Mon mari Jean-Daniel Lafond et moi-même sommes très heureux de vous accueillir à Rideau Hall, où se tenait plus tôt aujourd’hui le vingt-septième Point des arts.
Qu’est-ce que le Point des arts?
À l’occasion de chaque remise de prix du gouverneur général, nous organisons un forum de discussions qui se veut un espace de dialogue et de réflexion sur les arts et la culture.
Or, le journalisme n’est-il pas un art?
Nous avons donc réuni ce matin des journalistes, différents représentants et artisans des médias écrits et électroniques, des penseurs et des créateurs. Nous nous sommes penchés sur la manière dont vérité et vraisemblance traversent l’espace des médias et sont répercutées dans l’espace public.
Nous avons souligné à grands traits l’importance du discernement, de la rigueur et du temps pour approfondir et rendre les faits.
Nous avons parlé de la nécessité d’un journalisme marqué au sceau de la mémoire, de la conscience, de la pensée critique, l’esprit de nuance et la connaissance. Un journalisme qui va au devant des réalités, qui défait les préjugés, les idées préconçues et élargit notre compréhension.
Il a beaucoup été question aussi de la façon dont la diversité et la pluralité des points de vue dans notre pays ont du mal à être reflétées.
C’est la troisième fois que je participe à la remise du Prix Michener depuis mon installation à la fonction de gouverneur général du Canada en 2005. Permettez-moi de vous confier que ces prix revêtent pour moi une signification toute particulière.
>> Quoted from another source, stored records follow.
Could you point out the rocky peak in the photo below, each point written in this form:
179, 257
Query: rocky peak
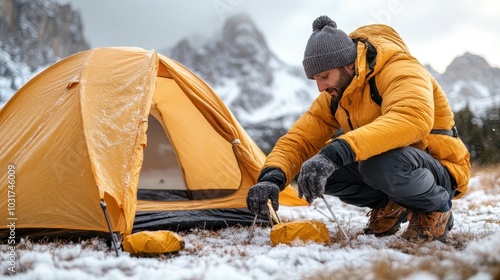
470, 80
39, 32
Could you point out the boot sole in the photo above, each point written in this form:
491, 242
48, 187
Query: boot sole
449, 226
396, 225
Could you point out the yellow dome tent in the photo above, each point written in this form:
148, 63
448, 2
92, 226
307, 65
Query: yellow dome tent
74, 138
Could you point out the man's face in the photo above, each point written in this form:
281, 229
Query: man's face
334, 81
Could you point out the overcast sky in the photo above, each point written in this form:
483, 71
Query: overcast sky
435, 31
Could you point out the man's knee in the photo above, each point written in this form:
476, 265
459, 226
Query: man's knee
381, 171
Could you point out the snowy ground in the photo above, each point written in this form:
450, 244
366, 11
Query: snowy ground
472, 250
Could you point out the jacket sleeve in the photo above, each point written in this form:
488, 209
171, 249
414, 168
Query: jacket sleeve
407, 111
304, 139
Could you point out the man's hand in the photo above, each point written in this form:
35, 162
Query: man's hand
259, 194
313, 175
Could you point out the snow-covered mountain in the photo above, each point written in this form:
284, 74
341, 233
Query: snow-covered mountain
264, 93
33, 35
469, 79
252, 81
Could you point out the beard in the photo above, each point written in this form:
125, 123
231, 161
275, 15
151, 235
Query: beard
344, 80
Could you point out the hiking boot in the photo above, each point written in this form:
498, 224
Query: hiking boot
387, 220
429, 226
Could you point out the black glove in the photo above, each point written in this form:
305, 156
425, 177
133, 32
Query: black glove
259, 194
313, 175
271, 182
316, 170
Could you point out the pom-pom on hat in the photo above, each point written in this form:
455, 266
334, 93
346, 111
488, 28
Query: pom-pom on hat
327, 48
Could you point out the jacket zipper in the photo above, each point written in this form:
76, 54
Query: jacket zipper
348, 117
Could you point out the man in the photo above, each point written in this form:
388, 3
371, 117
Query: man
400, 154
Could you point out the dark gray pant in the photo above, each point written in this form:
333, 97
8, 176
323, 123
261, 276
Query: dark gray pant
407, 176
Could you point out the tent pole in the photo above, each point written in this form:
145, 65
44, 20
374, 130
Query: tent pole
113, 240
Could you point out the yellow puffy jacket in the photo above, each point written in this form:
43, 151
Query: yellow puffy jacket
413, 104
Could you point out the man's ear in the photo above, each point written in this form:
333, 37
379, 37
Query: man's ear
350, 66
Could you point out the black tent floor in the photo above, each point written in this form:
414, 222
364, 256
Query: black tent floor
212, 219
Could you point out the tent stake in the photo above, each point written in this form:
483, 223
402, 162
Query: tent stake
336, 220
113, 240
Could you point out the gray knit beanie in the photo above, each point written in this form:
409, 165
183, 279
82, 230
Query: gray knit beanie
327, 48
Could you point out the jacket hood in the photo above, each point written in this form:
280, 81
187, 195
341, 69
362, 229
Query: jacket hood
386, 40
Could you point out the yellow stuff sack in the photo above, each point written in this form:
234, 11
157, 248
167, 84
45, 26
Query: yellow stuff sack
286, 233
153, 242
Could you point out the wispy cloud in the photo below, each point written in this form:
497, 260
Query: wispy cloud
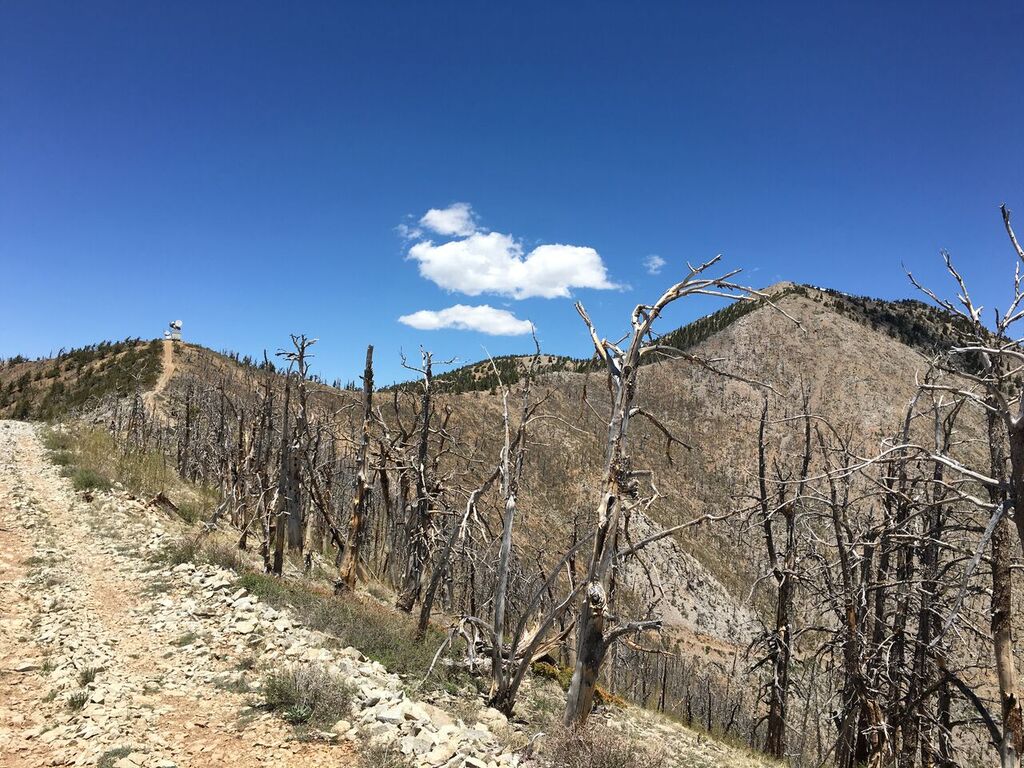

Car, comme plusieurs d’entre vous le savez, j’ai été journaliste avant que de défrayer moi-même les manchettes.
Et l’une des premières choses que j’ai apprises en arrivant à Ottawa, c’est en quelque sorte l’envers de la pratique journalistique. Celui qui consiste à être l’objet des nouvelles, voire à être parfois le prétexte pour vendre de la copie. Ce n’est pas toujours facile.
Mon récent voyage en France, que j’ai entrepris comme tous les autres voyages officiels qui m’ont conduite en Italie, en Haïti, au Chili, en Algérie, au Mali, au Ghana, en Afrique du sud, au Maroc, en Afghanistan, en République tchèque, au Brésil et en Argentine, a marqué un apogée dans le genre.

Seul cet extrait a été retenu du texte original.